Tatsächlich lautete eine der ungeschriebenen Regeln des Schlagabtauschs zwischen der Hizbullah und Israel bislang, dass es keine gezielten Angriffe auf die Zivilbevölkerung geben soll. Auch hat die Hizbullah ihr Arsenal von Langstreckenraketen bis dato nicht zum Einsatz gebracht. Aber Israel versucht nun offenbar, die Regeln zu ändern. Seitdem vor einer Woche zig Funkgeräte und Pager zur Explosion gebracht wurden und Tausende Menschen verwundeten, hat die Schiitenorganisation mehrere schwere Hiebe einstecken müssen. „Diese Woche war die schwerste Woche in der Geschichte der Hizbullah“, sagte Israels Verteidigungsminister Yoav Gallant am Sonntagabend rückblickend.
„Neue Phase“ des Krieges
In Israel rufen manche nun nach noch massiveren Offensivaktionen.

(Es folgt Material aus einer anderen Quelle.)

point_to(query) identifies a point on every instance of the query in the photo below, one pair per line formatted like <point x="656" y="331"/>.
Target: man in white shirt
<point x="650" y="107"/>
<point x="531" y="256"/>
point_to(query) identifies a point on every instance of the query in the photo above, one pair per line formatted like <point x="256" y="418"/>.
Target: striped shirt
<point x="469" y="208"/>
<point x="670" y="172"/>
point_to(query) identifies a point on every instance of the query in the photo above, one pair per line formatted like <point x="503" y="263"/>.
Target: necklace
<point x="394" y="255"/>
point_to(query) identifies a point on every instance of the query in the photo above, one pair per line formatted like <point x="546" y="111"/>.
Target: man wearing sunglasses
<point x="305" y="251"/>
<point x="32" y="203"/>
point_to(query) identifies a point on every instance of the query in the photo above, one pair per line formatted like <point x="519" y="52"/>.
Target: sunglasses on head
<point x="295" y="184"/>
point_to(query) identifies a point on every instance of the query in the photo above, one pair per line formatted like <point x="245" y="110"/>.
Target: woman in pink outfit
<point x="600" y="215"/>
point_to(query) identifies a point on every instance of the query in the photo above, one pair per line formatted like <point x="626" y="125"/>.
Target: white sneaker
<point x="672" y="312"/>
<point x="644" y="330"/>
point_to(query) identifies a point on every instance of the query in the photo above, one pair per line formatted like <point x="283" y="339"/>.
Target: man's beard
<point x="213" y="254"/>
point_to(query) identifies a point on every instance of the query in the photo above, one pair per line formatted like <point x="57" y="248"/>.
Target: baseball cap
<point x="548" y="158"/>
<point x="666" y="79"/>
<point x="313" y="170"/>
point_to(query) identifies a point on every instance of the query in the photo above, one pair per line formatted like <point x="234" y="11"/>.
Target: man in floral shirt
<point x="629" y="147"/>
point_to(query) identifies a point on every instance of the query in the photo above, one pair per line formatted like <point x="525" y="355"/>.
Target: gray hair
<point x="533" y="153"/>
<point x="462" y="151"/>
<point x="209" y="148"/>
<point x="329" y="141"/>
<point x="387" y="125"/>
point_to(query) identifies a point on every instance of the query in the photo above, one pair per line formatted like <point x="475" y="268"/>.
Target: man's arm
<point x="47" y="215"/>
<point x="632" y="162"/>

Mehrere Kabinettsmitglieder sprachen sich für eine weitere Eskalation aus, mit dem Ziel, die Hizbullah endgültig zu besiegen. Der Abnutzungskrieg im Norden müsse ein Ende haben. Die israelische Armee plane bislang aber keinen Einsatz von Bodentruppen, der dafür erforderlich wäre, heißt es in Medienberichten. Auch versuchen Verbündete wie die Vereinigten Staaten, ein solches Szenario zu verhindern. Sie setzen weiter auf eine diplomatische Lösung.
Die Hizbullah wiederum hat klar zu verstehen gegeben, dass sie nicht nachgeben will. Am Sonntag tritt die Nummer zwei der Organisation, Naim Qassem, bei einer großen Beerdigung auf. Er hält eher eine Grundsatzrede als eine Traueransprache, spricht von einer „neuen Phase“ des Krieges, einem „Kampf der Abrechnung mit offenem Ende“. Schon da ist die Stimmung angespannt nach einer Woche mit harten israelischen Schlägen und einem Gegenschlag der Hizbullah, der tief ins israelische Landesinnere reichte.